Congressional support for Tahoe funding iffy

By Michael Doyle, McClatchy News Service

WASHINGTON — Capitol Hill and courthouse shadows will cloud the Lake Tahoe Summit that convenes Tuesday.

No doubt, the political A-listers gathering for the 18th annual summit have much to celebrate, starting with the spectacular views from the location near South Lake Tahoe. They also have their work cut out for them.

“We have our challenges, environmentally,” Amy Berry, CEO of the Tahoe Fund, said in an interview. “There’s a lot more to be done.”

Little time, for instance, remains for the current Congress to finish Lake Tahoe restoration bills introduced in both the House of Representatives and the Senate.

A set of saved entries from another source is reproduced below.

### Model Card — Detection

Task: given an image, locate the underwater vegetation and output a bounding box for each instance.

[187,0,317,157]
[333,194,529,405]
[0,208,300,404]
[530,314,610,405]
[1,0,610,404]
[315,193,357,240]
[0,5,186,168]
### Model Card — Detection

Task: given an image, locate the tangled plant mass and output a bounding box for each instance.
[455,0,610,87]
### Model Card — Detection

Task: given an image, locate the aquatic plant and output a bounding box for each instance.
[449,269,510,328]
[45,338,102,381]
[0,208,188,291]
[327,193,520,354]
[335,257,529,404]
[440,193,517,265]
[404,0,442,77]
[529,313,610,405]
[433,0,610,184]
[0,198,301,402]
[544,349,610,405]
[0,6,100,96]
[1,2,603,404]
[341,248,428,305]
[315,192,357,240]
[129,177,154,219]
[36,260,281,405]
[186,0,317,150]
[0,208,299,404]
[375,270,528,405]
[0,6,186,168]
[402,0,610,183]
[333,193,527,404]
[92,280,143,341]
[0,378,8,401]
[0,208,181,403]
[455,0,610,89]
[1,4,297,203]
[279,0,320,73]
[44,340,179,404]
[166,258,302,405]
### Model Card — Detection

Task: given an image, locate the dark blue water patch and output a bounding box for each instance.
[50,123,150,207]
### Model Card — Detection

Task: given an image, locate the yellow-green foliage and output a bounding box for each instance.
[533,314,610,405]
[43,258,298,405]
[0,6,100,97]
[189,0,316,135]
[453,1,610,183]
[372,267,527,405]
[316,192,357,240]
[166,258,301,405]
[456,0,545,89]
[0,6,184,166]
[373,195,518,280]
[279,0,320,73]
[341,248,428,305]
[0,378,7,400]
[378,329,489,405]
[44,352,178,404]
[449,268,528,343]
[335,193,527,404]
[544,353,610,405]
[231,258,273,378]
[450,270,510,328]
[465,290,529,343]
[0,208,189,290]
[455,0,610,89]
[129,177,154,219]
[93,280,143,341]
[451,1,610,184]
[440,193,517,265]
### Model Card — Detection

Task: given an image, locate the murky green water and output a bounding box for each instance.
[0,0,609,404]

The Lake Tahoe Restoration Act would authorize $415 million over 10 years for forest fuels management, watershed restoration, storm-water management and other projects. It would continue an earlier law passed in 2000 but that expired in 2010.

The House version introduced last October has not yet had a hearing.

Underscoring the political challenge, the House bill is not co-sponsored by Republican Rep. Tom McClintock, whose district spans California’s share of the 191-square-mile lake. In the Senate, where members of the minority party can easily erect roadblocks, four Republicans voted against the Senate’s version in committee in June.

Brian Baluta, spokesman for the House bill’s author, Rep. Mark Amodei, R-Nev., said, “We hope to get a hearing by the end of this Congress.”